I am not deceived by her cute demur attitude and tiny stature. I know that when everyone went home for Christmas, and the angel was left on top of the tree, someone was responsible for her unsafe plummet to her doom. I'm guessing her name starts with a T and ends with okyo.
I give you exhibit A)
Isn't that scary?
Now, in all honesty, I couldn't begin to guess how this cat managed to scale the tree and stalk the angel at the top, but... stop and picture her trying for a moment. I can imagine her hanging off the tree, stretching toward her saintly prey... if anyone could manage such a feat, it would be Tokyo. Now, how she managed to do so without knocking ANY other ornaments off the tree, I'll never know.
I long ago decided that the best way to address a house pet is as a sentient being who might be capable of understanding you. My problem with Tokes (her nickname), is not that I think she's a stupid cat who doesn't understand me, my problem is that I think she does. I think she understands a lot of what's going on, but she chooses not to behave accordingly; or worse, she intentionally sabotages a situation.
Exhibit B) The Proposal
So Tokyo is my roommate Chloe's cat. Chloe loves her a lot, as does her fiance Blake (who I stole this photo from. Thanks Blake). Back in November, Blake decided to enlist Tokyo's help in proposing to Chloe. Seriously? Would you trust THAT cat? With an engagement ring?! Well... he did. Blake and Tokyo practiced several times in order to get it right. Blake would leave the room, and come back in a bit, to find Tokyo sitting on the bed, looking up at him, wearing the ring. Of course, when the time came for Chloe to come to the door with Blake, Tokyo bolted. They had to chase her around the house to get the ring back so that Blake could properly propose. That cat knew exactly what was going on, and she had sabotage in her heart.
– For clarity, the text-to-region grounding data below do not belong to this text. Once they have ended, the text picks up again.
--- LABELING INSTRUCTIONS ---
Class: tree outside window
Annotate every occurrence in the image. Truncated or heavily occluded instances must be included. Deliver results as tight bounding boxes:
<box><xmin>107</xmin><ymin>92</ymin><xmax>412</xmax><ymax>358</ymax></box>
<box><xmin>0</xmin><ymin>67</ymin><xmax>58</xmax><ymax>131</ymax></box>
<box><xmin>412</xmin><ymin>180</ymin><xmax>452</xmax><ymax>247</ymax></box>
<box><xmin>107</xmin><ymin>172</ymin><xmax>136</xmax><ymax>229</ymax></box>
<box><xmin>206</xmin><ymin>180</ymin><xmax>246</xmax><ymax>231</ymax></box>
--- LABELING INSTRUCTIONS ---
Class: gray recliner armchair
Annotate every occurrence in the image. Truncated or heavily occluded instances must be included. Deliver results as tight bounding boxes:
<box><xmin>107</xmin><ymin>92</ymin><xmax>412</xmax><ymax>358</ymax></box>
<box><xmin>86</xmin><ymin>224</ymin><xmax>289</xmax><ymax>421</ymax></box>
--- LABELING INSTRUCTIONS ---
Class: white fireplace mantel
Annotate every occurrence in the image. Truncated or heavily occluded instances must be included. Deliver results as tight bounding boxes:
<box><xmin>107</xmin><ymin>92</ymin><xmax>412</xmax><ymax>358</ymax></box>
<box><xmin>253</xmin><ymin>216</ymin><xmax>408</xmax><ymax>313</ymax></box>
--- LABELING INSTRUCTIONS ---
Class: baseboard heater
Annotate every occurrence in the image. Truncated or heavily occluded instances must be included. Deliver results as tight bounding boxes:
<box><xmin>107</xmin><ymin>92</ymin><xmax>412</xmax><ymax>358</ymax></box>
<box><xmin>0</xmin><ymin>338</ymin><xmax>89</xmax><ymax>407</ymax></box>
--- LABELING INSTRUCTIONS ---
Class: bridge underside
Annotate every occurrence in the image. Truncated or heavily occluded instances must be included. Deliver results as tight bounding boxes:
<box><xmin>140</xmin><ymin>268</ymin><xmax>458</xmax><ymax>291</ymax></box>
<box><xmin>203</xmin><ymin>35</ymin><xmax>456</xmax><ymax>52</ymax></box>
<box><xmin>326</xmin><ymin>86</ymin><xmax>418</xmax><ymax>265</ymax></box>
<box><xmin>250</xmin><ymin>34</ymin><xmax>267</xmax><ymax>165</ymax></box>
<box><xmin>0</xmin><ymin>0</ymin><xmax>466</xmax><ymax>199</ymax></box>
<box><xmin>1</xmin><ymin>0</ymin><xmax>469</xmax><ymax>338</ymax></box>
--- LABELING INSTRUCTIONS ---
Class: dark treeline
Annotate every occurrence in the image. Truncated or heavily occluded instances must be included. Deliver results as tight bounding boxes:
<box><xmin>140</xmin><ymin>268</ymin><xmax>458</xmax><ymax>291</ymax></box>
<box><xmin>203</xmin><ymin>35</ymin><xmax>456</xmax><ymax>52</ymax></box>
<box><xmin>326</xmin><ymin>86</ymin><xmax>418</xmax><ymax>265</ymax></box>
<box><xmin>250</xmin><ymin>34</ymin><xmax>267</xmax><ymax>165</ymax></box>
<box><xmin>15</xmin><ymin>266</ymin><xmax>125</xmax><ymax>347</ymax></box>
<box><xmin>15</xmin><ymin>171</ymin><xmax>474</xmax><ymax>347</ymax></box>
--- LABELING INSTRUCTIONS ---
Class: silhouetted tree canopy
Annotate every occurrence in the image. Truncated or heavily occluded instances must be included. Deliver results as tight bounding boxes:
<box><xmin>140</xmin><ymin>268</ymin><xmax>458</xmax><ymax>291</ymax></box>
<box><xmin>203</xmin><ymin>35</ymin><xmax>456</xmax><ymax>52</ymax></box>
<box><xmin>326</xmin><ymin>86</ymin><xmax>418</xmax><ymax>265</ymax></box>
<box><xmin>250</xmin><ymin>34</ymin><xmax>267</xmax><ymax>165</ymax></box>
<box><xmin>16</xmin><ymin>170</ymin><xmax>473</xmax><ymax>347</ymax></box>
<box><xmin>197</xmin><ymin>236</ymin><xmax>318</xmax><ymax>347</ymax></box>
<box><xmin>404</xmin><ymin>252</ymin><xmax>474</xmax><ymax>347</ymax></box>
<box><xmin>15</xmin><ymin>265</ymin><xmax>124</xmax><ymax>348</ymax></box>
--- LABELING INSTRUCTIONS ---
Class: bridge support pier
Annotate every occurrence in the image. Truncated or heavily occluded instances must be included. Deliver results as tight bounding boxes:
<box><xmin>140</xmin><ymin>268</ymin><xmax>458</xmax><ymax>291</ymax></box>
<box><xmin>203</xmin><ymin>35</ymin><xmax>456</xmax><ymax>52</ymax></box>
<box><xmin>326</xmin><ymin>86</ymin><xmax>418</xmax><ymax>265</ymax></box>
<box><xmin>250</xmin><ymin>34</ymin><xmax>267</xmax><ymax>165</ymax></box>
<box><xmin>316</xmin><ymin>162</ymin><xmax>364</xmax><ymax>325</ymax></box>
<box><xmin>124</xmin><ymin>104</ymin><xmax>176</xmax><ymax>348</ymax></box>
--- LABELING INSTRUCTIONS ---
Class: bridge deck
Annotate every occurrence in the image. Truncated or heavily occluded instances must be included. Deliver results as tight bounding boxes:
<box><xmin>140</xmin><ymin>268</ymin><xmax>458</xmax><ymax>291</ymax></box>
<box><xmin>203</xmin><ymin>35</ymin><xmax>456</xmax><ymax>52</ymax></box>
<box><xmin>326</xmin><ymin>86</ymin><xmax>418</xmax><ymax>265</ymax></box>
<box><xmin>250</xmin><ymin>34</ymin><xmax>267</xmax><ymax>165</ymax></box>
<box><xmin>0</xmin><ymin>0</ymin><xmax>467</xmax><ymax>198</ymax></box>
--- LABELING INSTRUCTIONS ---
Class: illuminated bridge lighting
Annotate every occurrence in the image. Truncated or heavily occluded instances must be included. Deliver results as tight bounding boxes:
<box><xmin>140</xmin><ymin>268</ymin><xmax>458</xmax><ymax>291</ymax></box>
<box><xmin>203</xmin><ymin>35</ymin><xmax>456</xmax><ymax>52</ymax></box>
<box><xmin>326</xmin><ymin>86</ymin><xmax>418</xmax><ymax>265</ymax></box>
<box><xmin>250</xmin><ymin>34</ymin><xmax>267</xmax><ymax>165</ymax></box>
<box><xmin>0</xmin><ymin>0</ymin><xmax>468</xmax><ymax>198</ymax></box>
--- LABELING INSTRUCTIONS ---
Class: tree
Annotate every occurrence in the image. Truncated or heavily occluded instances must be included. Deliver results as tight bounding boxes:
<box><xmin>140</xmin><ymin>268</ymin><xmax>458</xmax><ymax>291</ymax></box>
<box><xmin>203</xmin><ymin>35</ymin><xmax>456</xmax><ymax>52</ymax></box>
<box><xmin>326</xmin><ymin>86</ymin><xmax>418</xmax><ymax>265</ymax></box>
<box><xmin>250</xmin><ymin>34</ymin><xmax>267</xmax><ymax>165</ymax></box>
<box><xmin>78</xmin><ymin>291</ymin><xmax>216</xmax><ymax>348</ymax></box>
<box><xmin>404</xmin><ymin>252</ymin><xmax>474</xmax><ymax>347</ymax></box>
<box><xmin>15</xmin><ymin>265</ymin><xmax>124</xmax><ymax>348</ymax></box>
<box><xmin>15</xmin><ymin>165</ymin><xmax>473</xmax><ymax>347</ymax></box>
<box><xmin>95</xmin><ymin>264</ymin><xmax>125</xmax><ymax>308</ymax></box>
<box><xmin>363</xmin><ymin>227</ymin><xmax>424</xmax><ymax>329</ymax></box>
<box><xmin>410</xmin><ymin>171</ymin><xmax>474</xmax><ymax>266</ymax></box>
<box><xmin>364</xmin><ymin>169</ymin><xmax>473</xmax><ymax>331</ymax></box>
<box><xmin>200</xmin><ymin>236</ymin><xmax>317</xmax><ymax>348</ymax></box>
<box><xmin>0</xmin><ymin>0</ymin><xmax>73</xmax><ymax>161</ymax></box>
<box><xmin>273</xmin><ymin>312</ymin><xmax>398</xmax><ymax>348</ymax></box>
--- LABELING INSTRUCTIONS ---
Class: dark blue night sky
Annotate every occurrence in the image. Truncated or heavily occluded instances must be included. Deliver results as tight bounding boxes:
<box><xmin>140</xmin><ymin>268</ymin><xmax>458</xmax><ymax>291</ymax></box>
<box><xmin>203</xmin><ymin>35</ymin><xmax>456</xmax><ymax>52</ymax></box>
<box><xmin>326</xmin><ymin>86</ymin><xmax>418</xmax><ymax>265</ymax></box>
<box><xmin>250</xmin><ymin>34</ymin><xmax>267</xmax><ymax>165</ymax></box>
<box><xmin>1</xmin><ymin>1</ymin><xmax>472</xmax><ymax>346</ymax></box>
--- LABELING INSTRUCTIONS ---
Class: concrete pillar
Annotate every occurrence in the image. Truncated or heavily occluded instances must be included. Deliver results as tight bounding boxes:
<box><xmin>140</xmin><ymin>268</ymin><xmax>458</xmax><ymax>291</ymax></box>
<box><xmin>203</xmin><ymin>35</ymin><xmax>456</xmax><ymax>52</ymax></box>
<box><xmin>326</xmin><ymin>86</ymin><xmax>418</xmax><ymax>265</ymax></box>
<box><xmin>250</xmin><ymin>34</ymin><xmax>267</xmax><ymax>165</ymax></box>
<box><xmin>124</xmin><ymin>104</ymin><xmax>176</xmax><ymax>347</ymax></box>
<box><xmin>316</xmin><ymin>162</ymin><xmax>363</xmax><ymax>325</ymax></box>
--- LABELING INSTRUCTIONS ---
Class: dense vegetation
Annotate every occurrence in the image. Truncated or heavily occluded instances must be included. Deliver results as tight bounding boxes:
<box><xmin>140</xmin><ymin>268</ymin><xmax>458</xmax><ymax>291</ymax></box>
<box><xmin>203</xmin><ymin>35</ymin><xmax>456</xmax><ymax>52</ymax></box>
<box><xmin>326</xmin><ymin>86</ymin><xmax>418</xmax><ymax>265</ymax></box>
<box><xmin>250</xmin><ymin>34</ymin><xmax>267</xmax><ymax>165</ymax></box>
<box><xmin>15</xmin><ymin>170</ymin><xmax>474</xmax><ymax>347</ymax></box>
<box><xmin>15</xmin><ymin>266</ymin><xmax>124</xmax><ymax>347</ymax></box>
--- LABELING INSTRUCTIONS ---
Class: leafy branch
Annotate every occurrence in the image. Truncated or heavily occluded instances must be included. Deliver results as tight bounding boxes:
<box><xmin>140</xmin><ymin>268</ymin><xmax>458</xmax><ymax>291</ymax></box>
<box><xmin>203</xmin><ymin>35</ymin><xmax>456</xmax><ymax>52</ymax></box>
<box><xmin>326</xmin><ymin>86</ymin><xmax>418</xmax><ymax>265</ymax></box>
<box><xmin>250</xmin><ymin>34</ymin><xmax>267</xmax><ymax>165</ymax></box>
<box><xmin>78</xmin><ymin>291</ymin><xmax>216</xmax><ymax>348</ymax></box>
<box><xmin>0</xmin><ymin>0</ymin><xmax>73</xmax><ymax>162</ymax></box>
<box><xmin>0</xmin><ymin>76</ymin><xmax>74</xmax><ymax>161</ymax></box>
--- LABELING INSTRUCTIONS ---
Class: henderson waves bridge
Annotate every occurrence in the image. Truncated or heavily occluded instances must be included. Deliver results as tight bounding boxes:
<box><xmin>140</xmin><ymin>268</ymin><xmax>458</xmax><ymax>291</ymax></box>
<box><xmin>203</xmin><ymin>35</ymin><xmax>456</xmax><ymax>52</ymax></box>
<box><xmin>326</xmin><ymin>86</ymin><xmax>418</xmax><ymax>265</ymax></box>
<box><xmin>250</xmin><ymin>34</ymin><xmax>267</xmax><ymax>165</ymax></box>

She wants you to think she's stupid, but make no mistake. The second you underestimate this cat, she will prove you all kinds of wrong. And not in a good way. The smart thing to do is maintain a healthy awareness of her capacity for destruction and her constant plotting of vengeance for imaginary wrongs. And, just as a precautionary measure, plot yourself some kitty vengeance as well. The best way to emotionally defeat a cat is to think like a cat. Unless she's an alien. Then I'm likely screwed.